Fluid dispensing systems, for dispensing liquid or viscous materials, have become an integral part of the electronics manufacturing process for depositing underfill, encapsulants, solder fluxes, surface mount adhesives, conformal coatings, and other viscous materials onto a substrate, such as a printed circuit board. One type of fluid dispensing system operates by forcing a measured quantity of the fluid to be deposited through an aperture, or nozzle, to generate one or more droplets of the fluid that release from the nozzle without wetting the substrate and are deposited on the substrate. Fluid dispensing systems of this type, which are commonly known as jetting dispensers, typically include a replaceable nozzle that is coupled to a fluid applicator. The applicator includes a fluid chamber and a valve that work cooperatively to provide the forced quantity of fluid to the nozzle. To allow fluid to be dispensed in selected locations on the substrate, the applicator is typically coupled to a fluid dispensing machine by an X-Y positioner, although systems may also use mechanisms that move the substrate relative to the applicator. A system controller is coupled to the X-Y positioner and applicator valve, and provides a means of controlling the deposition of fluids on the substrate by selectively activating the X-Y positioner and the valve.
Typically, the valve includes an elongated member, or needle, with a tip configured to selectively engage a valve seat. During a jetting operation, the needle is moved relative to the valve seat by a driving mechanism. Contact between the tip of the needle and the valve seat seals off a discharge passage in the valve seat from the fluid chamber, which is supplied with fluid material under pressure. To dispense droplets of the fluid material, the needle is retracted from contact with the valve seat to allow a finite amount of the fluid material to flow through the newly formed gap and into the discharge passage. The tip of the needle is then moved rapidly toward the valve seat to close the gap, which generates pressure that accelerates the finite amount of fluid material through the discharge passage and causes a droplet of the material to be ejected, or jetted, from an outlet of the discharge passage.
The fluid dispensing machine is configured to provide controlled movements of the applicator above the substrate as the fluid material is jetted to land on an intended application area of the substrate. By rapidly jetting the material “on the fly” (i.e., while the jetting device is in motion), the dispensed droplets may be joined to form a continuous line or other pattern. Fluid dispensing machines with applicators may therefore be easily programmed to dispense a desired pattern of droplets of fluid material. This versatility has made jetting fluid dispensing systems suitable for a wide variety of applications in the electronics industry. For example, underfill material can be applied using a jetting dispenser to dispense fluid material proximate to one or more edges of the chip, with the material then flowing under the chip by capillary action.
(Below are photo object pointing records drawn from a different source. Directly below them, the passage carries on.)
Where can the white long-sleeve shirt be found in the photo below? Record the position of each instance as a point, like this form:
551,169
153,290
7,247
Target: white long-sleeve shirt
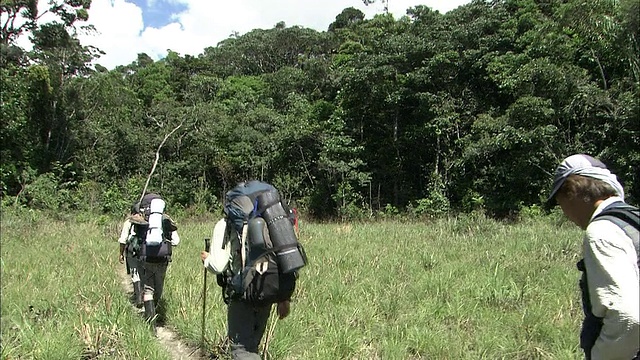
611,263
127,230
To allow the applicator to be adapted to different fluid dispensing operations, the nozzle is typically detachable from the applicator so that a nozzle can be selected and utilized which has the dispensing characteristics necessary for the desired dispensing operation or fluid type.
During a normal production run, the valve seat may be subjected to several million operation cycles. Over time, repeated contact between the valve needle and valve seat will cause valve seat to wear, altering the dimensions of the discharge passage. These changes in the discharge passage dimensions tend to alter the dispensing characteristics of the nozzle. In addition, the fluid may erode the nozzle discharge passage, further altering the shape, size, and uniformity of the droplets deposited by the applicator. These changes in the dispensing characteristics of the nozzle depend not only on the number of operation cycles, but also on the materials used to construct the valve seat, and the types of fluids being dispensed. For example, depositing fluids that have abrasive characteristics will typically cause the nozzle to wear out more quickly than depositing non-abrasive fluids. Likewise, a nozzle with a ceramic valve seat will typically have a different life expectancy than a nozzle with a metal valve seat. Thus, to maintain the desired fluid dispensing characteristics of the dispensing system, the nozzle must occasionally be replaced, with the required replacement time depending on the operational history of the nozzle.
Determining the operational history of a jetting dispenser may be difficult, however, because the nozzle may have been moved between different fluid dispensing machines over its lifetime, as well as used to dispense various fluids. Nozzles may therefore be replaced prematurely, or left in service too long, because system operators have lost track of the operational history of the nozzle. Nozzles that have been used to dispense one type of fluid may also be inadvertently attached to a fluid dispensing machine used to deposit a different, incompatible type of fluid. These errors may result in unnecessary expenses from replacing nozzles that have not yet worn out and from substrates that must be discarded or recycled due to improper fluid deposition.
Thus, there is a need for improved devices, systems, and methods of tracking the configuration or operational history of nozzles, such as jetting dispenser nozzles, and for determining when nozzles have reached the end of their operational lifetimes.